In autoimmune diseases, HEp-2 cells are used to detect antinuclear autoantibodies through indirect immunofluorescence (IIF) method. These cells can reveal different staining patterns that are relevant to diagnostic purposes. To classify them highly specialized personnel are required, who are not always available. In this respect, a medical demand is the development of a recognition system supporting such an activity. In this paper we present a hybrid multi-expert systems (MES) based on the reduction of the multiclass learning task to several binary problems.
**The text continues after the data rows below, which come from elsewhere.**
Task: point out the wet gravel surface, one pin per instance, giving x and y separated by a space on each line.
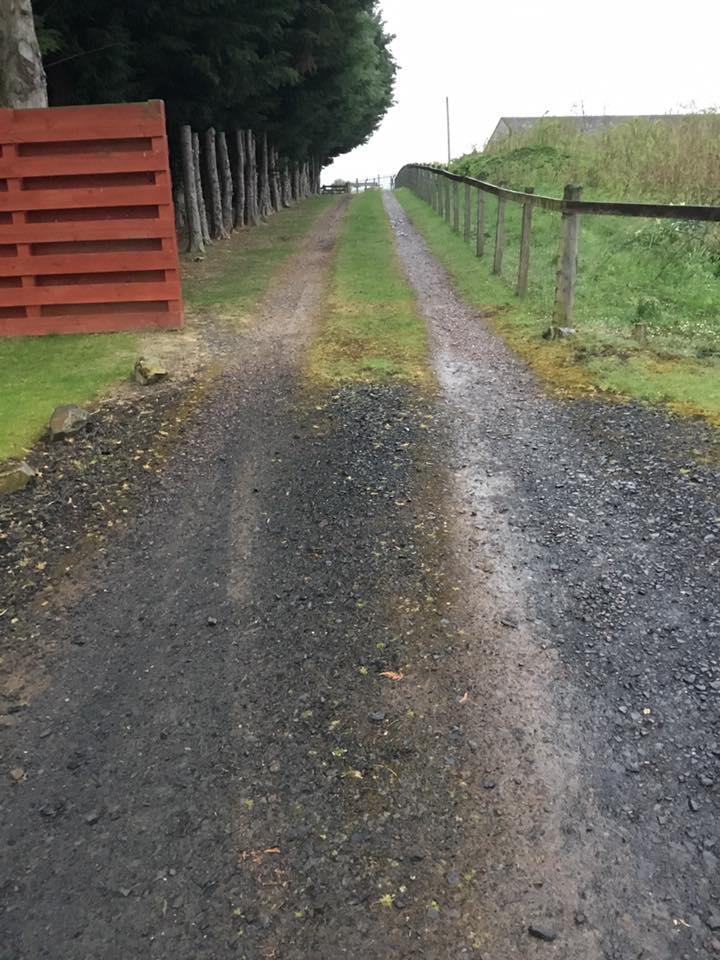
612 520
378 672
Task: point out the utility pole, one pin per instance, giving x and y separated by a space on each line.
447 114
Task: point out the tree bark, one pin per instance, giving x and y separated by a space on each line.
216 218
286 185
192 208
252 215
205 226
275 184
22 77
226 189
264 179
305 180
240 179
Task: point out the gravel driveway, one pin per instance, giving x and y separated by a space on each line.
597 525
380 673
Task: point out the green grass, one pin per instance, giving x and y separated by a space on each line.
38 373
372 329
622 264
233 278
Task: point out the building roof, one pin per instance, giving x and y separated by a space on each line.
508 125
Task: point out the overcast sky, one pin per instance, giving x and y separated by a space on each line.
525 58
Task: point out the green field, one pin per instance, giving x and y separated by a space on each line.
371 327
628 270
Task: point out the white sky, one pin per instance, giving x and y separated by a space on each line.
523 58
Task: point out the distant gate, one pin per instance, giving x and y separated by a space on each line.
87 231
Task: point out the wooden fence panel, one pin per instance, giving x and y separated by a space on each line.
87 229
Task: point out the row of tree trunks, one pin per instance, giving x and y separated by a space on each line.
221 193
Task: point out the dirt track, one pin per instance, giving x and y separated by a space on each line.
218 767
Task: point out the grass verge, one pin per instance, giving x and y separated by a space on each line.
372 328
38 373
604 355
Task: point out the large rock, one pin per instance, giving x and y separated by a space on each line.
14 475
66 420
149 370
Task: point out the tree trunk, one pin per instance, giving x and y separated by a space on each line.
274 198
240 180
252 215
315 175
192 208
286 185
264 179
205 226
22 77
305 181
216 219
278 180
225 182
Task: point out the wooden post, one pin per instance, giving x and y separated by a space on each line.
194 226
251 182
275 201
480 238
524 264
567 262
216 208
468 213
239 179
499 236
264 177
199 189
286 185
226 185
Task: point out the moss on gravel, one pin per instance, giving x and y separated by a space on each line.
598 359
372 329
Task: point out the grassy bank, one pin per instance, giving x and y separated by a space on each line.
38 373
620 277
372 328
673 160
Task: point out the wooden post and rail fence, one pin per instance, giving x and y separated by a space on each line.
441 189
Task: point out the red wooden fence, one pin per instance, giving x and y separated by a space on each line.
87 232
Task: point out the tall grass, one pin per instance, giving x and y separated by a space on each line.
676 159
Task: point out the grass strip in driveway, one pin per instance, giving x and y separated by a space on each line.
599 357
230 282
372 329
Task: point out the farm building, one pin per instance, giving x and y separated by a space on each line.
507 126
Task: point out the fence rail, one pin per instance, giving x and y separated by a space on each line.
87 233
441 189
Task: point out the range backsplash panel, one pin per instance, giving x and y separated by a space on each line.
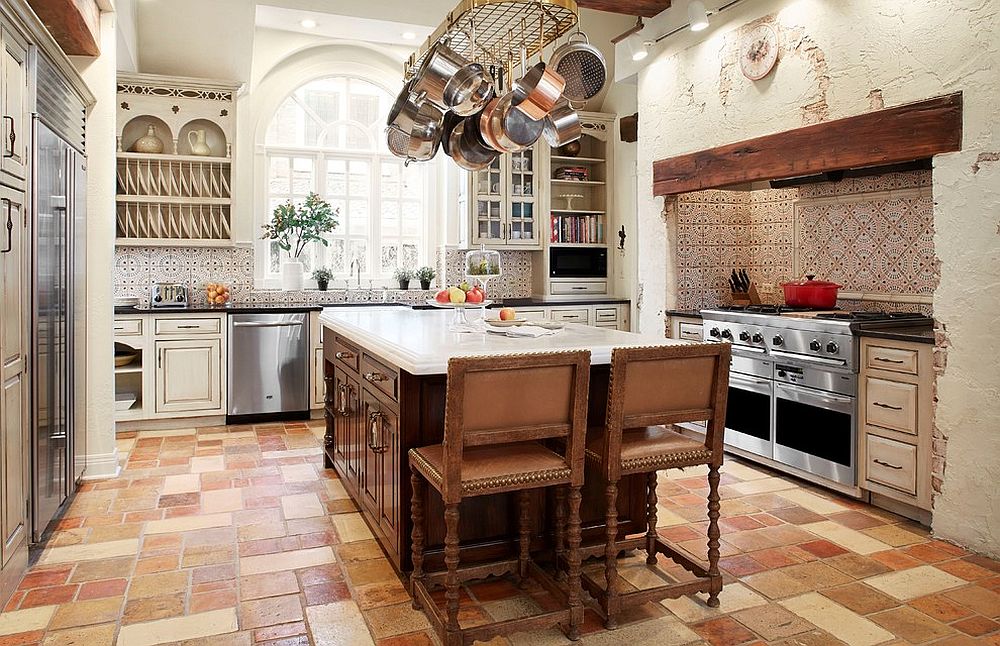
873 235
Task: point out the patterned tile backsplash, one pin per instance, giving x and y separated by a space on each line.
136 268
872 235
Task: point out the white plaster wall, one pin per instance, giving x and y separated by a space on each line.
834 54
99 74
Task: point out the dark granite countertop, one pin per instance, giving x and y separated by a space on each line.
694 314
264 308
916 333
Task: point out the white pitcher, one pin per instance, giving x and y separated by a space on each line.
198 144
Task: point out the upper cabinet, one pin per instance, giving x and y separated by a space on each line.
175 151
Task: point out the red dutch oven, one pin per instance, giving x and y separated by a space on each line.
811 293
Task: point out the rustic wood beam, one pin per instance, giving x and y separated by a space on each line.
75 24
903 133
644 8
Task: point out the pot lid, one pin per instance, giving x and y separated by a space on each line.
810 281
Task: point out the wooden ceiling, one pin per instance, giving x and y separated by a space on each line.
644 8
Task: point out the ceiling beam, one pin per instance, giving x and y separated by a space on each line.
74 24
900 134
644 8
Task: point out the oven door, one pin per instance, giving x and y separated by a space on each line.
815 431
748 414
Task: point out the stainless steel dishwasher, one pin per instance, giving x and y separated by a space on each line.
268 364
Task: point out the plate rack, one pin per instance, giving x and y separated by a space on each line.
500 30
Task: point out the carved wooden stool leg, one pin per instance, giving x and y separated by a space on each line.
573 582
651 518
611 556
451 578
417 533
713 533
560 532
524 527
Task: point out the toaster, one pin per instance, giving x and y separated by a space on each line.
168 295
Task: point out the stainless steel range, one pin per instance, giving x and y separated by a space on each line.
794 384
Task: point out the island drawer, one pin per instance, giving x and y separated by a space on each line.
891 404
128 327
176 327
892 359
346 354
891 463
381 376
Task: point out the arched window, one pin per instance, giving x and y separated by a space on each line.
327 137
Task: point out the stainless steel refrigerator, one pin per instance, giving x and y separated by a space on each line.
59 314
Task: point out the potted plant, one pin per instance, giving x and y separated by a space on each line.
425 275
293 227
404 276
322 277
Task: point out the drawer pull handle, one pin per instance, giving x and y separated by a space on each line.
886 464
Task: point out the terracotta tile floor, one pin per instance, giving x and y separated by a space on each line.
237 536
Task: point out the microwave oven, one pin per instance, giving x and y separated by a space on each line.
578 262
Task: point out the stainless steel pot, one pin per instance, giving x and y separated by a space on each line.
582 66
562 125
542 87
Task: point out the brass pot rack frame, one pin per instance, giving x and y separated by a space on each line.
501 30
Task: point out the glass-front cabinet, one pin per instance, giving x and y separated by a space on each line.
502 201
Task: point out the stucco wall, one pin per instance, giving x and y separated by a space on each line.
839 59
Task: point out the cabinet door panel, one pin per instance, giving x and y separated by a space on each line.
188 375
15 89
12 475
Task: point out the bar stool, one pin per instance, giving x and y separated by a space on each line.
650 390
498 410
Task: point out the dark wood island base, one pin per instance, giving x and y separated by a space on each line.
376 412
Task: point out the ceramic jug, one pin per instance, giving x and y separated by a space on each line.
198 144
149 143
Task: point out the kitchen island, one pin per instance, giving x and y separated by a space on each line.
385 371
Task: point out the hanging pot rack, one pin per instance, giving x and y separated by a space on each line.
494 32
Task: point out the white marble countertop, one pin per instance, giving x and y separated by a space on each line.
421 343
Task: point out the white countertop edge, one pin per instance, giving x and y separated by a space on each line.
422 363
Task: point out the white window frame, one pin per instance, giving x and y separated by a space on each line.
264 153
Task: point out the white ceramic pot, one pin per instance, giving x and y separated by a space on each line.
291 275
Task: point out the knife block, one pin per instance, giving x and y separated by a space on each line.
749 297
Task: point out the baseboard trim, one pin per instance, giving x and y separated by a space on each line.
102 466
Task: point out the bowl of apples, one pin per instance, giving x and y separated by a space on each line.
217 294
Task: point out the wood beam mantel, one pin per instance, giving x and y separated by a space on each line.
74 24
644 8
903 133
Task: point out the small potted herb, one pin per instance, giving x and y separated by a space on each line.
403 276
322 277
425 275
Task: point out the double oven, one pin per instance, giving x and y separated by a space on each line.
792 393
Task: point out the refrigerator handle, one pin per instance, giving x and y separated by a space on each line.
10 226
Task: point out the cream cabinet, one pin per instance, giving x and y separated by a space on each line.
895 404
189 376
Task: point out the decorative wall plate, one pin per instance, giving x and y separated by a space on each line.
758 51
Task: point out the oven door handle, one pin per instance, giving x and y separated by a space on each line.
806 395
840 363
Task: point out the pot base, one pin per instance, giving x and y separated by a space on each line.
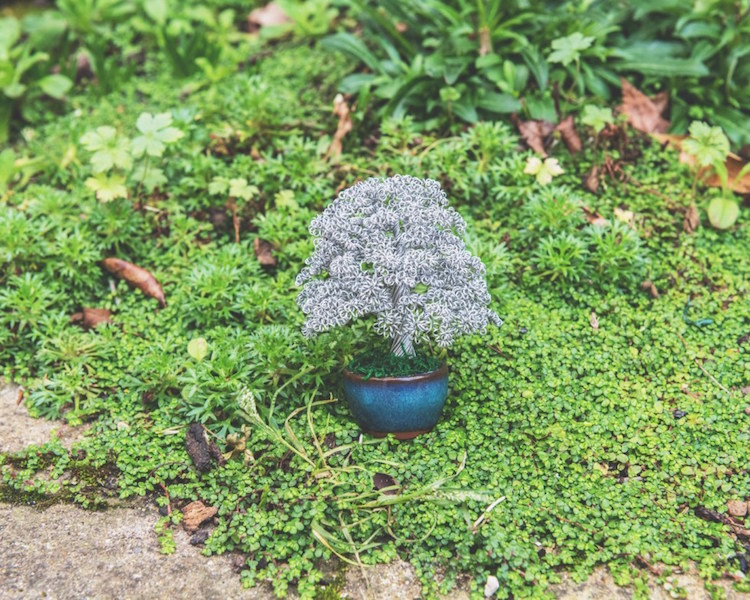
400 435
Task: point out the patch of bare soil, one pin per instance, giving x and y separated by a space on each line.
19 430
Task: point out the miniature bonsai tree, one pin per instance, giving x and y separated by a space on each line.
391 248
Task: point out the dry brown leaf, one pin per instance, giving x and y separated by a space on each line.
594 217
91 317
692 219
591 180
135 276
567 129
342 111
642 112
382 481
195 514
650 288
737 508
267 16
734 164
534 132
264 252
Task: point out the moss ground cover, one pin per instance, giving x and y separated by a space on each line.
600 422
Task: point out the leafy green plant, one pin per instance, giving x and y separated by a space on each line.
710 147
477 60
117 160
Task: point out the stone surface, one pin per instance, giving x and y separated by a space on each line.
65 552
18 429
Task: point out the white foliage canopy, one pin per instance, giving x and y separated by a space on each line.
391 248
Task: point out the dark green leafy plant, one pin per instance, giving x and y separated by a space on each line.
23 80
478 60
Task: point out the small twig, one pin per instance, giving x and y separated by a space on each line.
169 500
500 352
702 368
486 512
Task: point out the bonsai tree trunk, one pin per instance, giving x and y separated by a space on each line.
402 344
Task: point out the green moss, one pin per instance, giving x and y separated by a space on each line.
601 434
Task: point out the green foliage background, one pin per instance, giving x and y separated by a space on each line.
575 427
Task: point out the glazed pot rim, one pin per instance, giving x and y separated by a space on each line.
438 373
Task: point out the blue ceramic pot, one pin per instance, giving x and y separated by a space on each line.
404 406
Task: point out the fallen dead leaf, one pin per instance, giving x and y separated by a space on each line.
594 217
264 252
195 514
135 276
567 129
342 111
534 133
591 180
91 317
267 16
625 216
650 288
737 508
642 112
734 164
201 448
692 219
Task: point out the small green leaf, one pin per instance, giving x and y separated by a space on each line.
151 177
7 166
723 212
596 117
218 185
156 133
198 348
109 149
707 144
107 188
55 85
239 188
568 49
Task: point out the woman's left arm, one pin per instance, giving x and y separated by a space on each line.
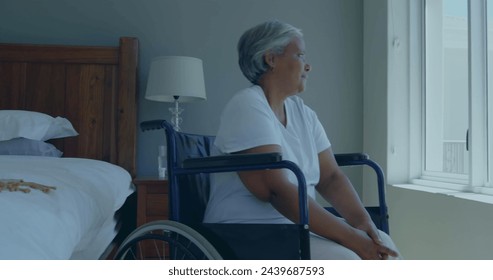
335 187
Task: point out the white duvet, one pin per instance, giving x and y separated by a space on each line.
75 221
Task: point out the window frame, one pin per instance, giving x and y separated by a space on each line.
477 180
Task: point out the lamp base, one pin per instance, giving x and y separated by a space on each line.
176 120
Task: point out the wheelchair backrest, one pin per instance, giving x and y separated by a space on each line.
189 194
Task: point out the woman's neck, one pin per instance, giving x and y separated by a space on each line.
276 100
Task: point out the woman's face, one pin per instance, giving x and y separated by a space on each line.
291 68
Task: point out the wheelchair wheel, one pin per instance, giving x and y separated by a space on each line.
163 240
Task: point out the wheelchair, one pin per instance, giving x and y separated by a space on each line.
185 237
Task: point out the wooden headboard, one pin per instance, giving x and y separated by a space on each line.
94 87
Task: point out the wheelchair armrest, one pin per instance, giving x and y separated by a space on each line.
231 160
351 158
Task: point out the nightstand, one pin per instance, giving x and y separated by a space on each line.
152 199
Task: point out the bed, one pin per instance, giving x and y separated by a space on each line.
67 122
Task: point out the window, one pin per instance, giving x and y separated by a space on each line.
457 108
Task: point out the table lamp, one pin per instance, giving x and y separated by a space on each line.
175 79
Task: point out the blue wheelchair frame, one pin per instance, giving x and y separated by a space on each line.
200 161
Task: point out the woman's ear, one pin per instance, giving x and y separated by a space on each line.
269 59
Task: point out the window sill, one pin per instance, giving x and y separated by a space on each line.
483 195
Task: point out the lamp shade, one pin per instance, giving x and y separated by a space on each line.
175 76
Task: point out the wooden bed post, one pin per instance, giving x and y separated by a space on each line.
127 104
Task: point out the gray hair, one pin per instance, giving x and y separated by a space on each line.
255 42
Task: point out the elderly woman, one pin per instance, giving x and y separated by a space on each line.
269 117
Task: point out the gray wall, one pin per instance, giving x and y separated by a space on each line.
209 29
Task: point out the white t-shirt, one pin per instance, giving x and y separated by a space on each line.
246 122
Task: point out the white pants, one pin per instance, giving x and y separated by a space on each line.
325 249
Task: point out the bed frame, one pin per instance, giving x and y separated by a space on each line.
94 87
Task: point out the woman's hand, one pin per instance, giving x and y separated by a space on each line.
368 249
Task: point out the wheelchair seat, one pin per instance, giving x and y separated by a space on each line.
191 160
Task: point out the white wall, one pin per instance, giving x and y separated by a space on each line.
209 29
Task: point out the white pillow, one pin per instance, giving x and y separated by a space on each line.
33 125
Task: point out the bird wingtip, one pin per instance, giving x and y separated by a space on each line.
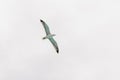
58 51
41 20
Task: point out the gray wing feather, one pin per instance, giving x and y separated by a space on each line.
45 27
54 44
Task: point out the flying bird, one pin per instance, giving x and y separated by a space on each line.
49 36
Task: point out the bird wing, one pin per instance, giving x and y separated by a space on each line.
54 44
47 30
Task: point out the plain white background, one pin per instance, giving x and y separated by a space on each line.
87 32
The combination scheme, based on both classifier fusion and selection, employs reliability estimators that aim at improving the accuracy of final classification. The performance of such a hybrid system has been compared with those of a MES based only on classifier selection, showing that the hybrid approach benefits of advantages of both combination rules.
HEp-2染色模式分类的混合多专家系统
在自身免疫性疾病中,HEp-2细胞通过间接免疫荧光(IIF)方法检测抗核自身抗体。这些细胞可以显示与诊断目的相关的不同染色模式。为了对它们进行分类,需要高度专业化的人员,而这些人员并不总是可用的。在这方面,医疗需求是开发一个支持此类活动的识别系统。本文提出了一种基于将多类学习任务简化为若干二元问题的混合多专家系统。该组合方案基于分类器融合和选择,采用可靠性估计,旨在提高最终分类的准确性。将这种混合系统的性能与仅基于分类器选择的MES系统的性能进行了比较,表明混合方法可以利用两种组合规则的优点。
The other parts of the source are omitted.